Yes, steps (2, 4, 5) will take locks as you described. Any number of concurrent
requests could get to step #3 before the write locks have to be taken.
I believe URIs like {$id}-{$version} would be safe because any threads that
don't get the write locks will restart from the beginning, rather than resuming
at step #4 or #5. By restarting they would see the latest updates.

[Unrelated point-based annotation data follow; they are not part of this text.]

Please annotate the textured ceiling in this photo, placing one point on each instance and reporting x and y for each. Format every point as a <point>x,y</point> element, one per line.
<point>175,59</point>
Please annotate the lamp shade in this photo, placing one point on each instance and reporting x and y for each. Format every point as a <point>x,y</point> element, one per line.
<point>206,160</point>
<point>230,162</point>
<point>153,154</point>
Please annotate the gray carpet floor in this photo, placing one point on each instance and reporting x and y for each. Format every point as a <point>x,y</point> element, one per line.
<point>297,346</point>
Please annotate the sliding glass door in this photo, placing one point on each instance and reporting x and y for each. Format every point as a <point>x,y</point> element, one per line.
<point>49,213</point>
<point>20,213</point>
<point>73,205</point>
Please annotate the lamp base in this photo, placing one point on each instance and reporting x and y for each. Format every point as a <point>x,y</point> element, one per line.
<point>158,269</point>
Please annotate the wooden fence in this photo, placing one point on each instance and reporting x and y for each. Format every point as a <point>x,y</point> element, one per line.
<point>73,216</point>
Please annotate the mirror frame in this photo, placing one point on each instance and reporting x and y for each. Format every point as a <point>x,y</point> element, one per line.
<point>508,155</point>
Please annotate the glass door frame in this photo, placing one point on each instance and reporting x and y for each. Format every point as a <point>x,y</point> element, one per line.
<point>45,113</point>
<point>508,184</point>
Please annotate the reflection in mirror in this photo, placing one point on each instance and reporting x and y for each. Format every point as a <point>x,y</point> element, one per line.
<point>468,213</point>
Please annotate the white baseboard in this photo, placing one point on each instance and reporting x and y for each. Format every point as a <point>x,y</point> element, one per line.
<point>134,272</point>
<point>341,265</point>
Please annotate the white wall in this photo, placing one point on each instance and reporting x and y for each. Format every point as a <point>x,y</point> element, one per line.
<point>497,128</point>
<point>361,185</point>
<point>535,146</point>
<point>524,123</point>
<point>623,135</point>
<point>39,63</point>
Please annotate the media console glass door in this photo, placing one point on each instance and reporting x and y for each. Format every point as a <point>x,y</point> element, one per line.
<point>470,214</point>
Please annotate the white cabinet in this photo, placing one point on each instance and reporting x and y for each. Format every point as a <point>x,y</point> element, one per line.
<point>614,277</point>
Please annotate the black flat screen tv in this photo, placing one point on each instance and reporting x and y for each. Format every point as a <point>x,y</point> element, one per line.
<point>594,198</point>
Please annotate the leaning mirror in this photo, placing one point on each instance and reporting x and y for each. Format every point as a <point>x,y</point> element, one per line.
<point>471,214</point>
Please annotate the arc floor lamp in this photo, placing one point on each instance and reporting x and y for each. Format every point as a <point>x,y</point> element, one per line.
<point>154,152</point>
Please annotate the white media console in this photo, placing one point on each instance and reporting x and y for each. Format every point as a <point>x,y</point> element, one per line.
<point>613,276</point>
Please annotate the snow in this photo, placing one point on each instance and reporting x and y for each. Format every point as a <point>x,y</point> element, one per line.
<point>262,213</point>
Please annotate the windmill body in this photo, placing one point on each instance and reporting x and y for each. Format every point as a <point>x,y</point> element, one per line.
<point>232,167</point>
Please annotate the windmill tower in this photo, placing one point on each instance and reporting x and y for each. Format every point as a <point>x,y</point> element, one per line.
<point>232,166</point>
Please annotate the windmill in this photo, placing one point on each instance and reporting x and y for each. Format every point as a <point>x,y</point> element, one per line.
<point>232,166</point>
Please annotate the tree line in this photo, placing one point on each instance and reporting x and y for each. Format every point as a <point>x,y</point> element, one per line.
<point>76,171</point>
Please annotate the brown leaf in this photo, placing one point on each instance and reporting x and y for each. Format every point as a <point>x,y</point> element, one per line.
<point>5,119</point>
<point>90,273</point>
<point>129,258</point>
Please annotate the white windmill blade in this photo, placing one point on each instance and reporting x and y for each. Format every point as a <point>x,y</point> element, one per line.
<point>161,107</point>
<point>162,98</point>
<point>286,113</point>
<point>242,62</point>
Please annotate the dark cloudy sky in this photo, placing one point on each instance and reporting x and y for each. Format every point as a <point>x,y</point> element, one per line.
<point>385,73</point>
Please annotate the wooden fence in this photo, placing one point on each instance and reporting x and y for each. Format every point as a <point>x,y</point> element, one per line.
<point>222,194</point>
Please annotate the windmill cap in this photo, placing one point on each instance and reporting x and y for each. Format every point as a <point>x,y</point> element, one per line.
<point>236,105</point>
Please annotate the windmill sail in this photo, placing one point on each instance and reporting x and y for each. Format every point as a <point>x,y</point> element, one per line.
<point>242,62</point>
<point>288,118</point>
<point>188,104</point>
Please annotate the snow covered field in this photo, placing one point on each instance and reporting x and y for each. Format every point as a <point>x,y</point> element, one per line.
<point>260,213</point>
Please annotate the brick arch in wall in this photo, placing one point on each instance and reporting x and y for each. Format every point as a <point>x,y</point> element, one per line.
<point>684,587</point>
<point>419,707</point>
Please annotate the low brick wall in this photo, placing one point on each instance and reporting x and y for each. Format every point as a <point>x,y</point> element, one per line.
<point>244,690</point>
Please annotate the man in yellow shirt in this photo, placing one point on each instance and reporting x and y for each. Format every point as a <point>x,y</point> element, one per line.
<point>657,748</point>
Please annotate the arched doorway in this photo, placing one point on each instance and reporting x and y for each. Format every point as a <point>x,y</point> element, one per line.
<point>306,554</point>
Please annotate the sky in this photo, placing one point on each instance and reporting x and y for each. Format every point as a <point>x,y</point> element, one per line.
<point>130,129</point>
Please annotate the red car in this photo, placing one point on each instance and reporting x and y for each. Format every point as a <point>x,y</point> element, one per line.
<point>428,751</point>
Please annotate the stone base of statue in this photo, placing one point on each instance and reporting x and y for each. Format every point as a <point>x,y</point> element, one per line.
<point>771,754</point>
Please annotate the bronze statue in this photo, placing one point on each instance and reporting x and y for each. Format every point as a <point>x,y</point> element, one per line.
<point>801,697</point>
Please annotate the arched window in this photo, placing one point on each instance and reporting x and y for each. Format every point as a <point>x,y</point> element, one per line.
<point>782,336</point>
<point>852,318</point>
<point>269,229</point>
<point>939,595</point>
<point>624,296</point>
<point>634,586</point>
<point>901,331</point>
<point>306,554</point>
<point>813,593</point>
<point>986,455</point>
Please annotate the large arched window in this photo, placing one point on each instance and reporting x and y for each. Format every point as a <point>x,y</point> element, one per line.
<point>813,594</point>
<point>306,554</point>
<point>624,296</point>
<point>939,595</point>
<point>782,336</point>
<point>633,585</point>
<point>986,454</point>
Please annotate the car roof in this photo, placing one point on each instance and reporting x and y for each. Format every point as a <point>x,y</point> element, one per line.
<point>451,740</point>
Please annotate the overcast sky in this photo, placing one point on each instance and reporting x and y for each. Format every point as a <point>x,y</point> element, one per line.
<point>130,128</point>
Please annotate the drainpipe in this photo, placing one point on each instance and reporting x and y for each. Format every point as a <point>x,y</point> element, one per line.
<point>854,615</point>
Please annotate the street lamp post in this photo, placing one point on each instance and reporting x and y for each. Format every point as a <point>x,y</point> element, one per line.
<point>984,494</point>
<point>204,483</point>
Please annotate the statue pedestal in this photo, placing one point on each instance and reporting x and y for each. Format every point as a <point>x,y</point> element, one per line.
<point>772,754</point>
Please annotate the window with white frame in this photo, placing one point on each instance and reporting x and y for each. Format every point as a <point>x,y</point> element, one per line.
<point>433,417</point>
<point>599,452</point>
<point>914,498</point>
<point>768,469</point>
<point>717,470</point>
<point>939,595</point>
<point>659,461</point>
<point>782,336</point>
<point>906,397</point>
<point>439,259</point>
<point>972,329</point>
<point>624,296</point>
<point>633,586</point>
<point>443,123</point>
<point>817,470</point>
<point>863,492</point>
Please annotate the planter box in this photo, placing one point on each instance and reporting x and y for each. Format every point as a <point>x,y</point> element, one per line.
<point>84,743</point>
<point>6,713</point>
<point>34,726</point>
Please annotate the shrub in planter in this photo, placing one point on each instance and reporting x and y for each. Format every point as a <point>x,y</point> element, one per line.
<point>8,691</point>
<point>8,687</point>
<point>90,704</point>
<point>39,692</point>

However I think you're right that it's better to use {$id}-{$version} in
archived versions and {$id} alone in the live version. That makes the update
less dependent on versioning logic. Perhaps more importantly it optimizes
getting the latest version by id: doc($uri) instead of a search by id and
collection. Adding a new version means overwriting {$id}-latest and copying the
old XML to {$id}-{$previous-version}. However I think update speed will remain
about the same, because you're already doing two updates: removing the 'live'
collection from {$id}-{$previous-version} and writing to
{$id}-{$current-version}.
Better still, use something like {$id}/{$version} and {$id}/current. That gives
you the advantages described above, and also gives you the ability to query all
versions for an id using cts:directory-query.
-- Mike
On 1 Jul 2014, at 07:53 , Retter, Adam (RBI-UK) <[email protected]> wrote:
> Hi Michael,
>
> Thanks for your reply. I guess I am still missing something as it is not
> clear to me how encoding both the id and version into the file URI would help
> me? I could understand if I was just encoding the id as that will not change
> over time, however for each request we are potentially writing a different
> version.
>
> Example 1
> ========
> For example, if I follow your suggestion of encoding the id and version into
> the document URI. Let us assume that a document already exists in the
> database with id=1234 and version=1, therefore the URI is /1234-v1.xml:
>
> XQuery Thread
> -------------------
> 0) Set transaction mode to 'updating'
> 1) XQuery REST Endpoint - receives an XML document over HTTP POST which is
> id=1234
> 2) Searches the database for an existing document, which contains an id
> element with value 1234, and a version element with value 2. It finds the
> document /1234-v1.xml. (I assume this causes the query transaction to take a
> READ lock on the document URI /1234-v1.xml?)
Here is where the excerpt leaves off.